De-sparsified lasso

From HandWiki
Short description: Generalized linear model

De-sparsified lasso contributes to construct confidence intervals and statistical tests for single or low-dimensional components of a large parameter vector in high-dimensional model.[1]

High-dimensional linear model

[math]\displaystyle{ Y = X\beta^0 + \epsilon }[/math] with [math]\displaystyle{ n \times p }[/math] design matrix [math]\displaystyle{ X =: [X_1,..., X_p] }[/math] ([math]\displaystyle{ n \times p }[/math] vectors [math]\displaystyle{ X_j }[/math]), [math]\displaystyle{ \epsilon \sim N_n(0, \sigma^2_\epsilon I) }[/math] independent of [math]\displaystyle{ X }[/math] and unknown regression [math]\displaystyle{ p \times 1 }[/math] vector [math]\displaystyle{ \beta^0 }[/math].

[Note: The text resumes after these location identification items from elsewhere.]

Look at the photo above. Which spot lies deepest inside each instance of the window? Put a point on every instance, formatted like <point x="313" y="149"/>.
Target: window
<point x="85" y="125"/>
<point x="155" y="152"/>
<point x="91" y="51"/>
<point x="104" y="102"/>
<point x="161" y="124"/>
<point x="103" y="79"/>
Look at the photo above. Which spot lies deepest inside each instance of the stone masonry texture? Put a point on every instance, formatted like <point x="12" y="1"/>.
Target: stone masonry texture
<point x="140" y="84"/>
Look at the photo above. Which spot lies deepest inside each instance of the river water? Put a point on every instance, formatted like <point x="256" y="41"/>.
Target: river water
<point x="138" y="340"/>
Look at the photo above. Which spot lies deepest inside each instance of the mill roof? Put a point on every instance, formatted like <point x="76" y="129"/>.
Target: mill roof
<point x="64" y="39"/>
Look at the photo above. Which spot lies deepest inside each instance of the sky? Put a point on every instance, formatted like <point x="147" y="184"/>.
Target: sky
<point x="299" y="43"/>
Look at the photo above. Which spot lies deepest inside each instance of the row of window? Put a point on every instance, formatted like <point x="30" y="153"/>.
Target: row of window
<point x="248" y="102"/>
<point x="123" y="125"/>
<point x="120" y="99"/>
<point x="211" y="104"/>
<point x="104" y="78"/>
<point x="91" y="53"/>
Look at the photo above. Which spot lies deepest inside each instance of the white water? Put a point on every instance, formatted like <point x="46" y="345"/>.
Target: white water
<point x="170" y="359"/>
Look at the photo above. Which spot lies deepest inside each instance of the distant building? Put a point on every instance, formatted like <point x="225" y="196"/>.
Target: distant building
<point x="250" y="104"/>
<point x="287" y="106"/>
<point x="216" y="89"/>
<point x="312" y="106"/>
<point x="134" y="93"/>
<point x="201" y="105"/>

The usual method to find the parameter is by Lasso: [math]\displaystyle{ \hat{\beta}^n(\lambda) = \underset{\beta \in \mathbb{R} ^ p}{argmin} \ \frac{1}{2 n} \left\| Y - X \beta \right\| ^ 2 _ 2 + \lambda \left\| \beta \right\| _ 1 }[/math]

The de-sparsified lasso is a method modified from the Lasso estimator which fulfills the Karush–Kuhn–Tucker conditions[2] is as follows:

[math]\displaystyle{ \hat{\beta}^n(\lambda,M) = \hat{\beta}^n(\lambda) + \frac{1}{n} M X^T(Y- X \hat{\beta}^n (\lambda)) }[/math]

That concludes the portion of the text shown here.